A la mañana siguiente el hojalatero ponía su puesto en la plaza y esperaba a que las mujeres del pueblo llevasen sus cacharros agujereados o sin asas a los que remacharía o soldaría con su soplete de carburo entre la curiosidad de los rapaces que lo rodeaban en el recreo de las doce.
Por la tarde la chiquillería revolvería corrales, basureros y muladares buscando trozos de hierro, latón, cobre o zinc, que llevaban al puesto del chatarrero lañador, que con solemnidad procedía a su pesaje en una vieja romana y pagaba unas perrillas que los mozalbetes se apresuraban a gastar en el cercano quiosco.
Lucía la Tonta, la hija del hojalatero, llegaba todos los años con su bombo a punto de reventar.
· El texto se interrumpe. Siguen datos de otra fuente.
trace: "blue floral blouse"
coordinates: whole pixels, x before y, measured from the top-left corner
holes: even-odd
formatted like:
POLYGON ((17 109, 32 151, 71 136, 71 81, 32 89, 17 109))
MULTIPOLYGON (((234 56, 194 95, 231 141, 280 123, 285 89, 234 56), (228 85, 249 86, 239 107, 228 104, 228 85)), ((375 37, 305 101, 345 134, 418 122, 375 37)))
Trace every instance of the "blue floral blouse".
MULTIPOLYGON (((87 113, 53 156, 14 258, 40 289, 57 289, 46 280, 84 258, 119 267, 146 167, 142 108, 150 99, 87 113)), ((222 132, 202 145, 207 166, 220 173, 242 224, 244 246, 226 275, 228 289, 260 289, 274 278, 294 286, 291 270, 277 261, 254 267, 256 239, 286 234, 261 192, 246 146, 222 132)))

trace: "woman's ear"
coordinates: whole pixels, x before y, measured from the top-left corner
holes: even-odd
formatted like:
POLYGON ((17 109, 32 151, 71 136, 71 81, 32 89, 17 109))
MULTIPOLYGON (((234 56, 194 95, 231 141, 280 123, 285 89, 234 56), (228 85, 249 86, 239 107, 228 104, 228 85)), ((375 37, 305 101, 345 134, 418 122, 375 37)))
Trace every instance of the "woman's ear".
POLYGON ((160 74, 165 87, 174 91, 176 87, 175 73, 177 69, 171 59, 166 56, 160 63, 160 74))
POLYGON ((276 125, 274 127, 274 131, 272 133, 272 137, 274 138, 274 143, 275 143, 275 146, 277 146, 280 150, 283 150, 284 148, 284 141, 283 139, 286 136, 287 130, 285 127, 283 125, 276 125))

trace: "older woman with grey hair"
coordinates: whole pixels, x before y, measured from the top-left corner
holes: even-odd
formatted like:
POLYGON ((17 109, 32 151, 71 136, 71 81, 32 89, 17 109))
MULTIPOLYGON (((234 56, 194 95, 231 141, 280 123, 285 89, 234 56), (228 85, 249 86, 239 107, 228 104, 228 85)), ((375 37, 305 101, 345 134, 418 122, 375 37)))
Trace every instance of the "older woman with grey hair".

Recorría las calles del pueblo pidiendo limosna de puerta en puerta, escandalizando con su barrigón a las comadres que, con voz mitad compasiva y mitad censuradora, reprochaban: “ ¡Ay, ay, ay, Lucía! ¡Otra vez embarazada, ay, ay, ay!”, y advertían a la pobre tonta que tuviese más cuidado con lo que hacía.
Las más chismosas le preguntaban sobre la autoría del desaguisado para a continuación hacerse de cruces hipócritamente cuando la infeliz mujer, avergonzada, contestaba que no sabía.
Los chavales la perseguían, contraviniendo el mandato materno de que la dejasen en paz, preguntándole que qué hacía con sus niños, riendo con incredulidad ante la conocida respuesta emitida con su característica voz nasal: “Los tiro al río”.
En la mayoría de las casas le daban limosna, con más frecuencia en especie que en dinero, no faltando casi nunca ropa de bebé para la criatura que no tardaría en llegar al mundo. Había quien le daba algún vestido usado que parecía de su talla y siempre había quien le daba una pastilla de jabón aconsejándola que se lavara.
Pero reproches, consejos y advertencias caían en saco roto, porque Lucía la Tonta era adicta a la mugre y a los embarazos.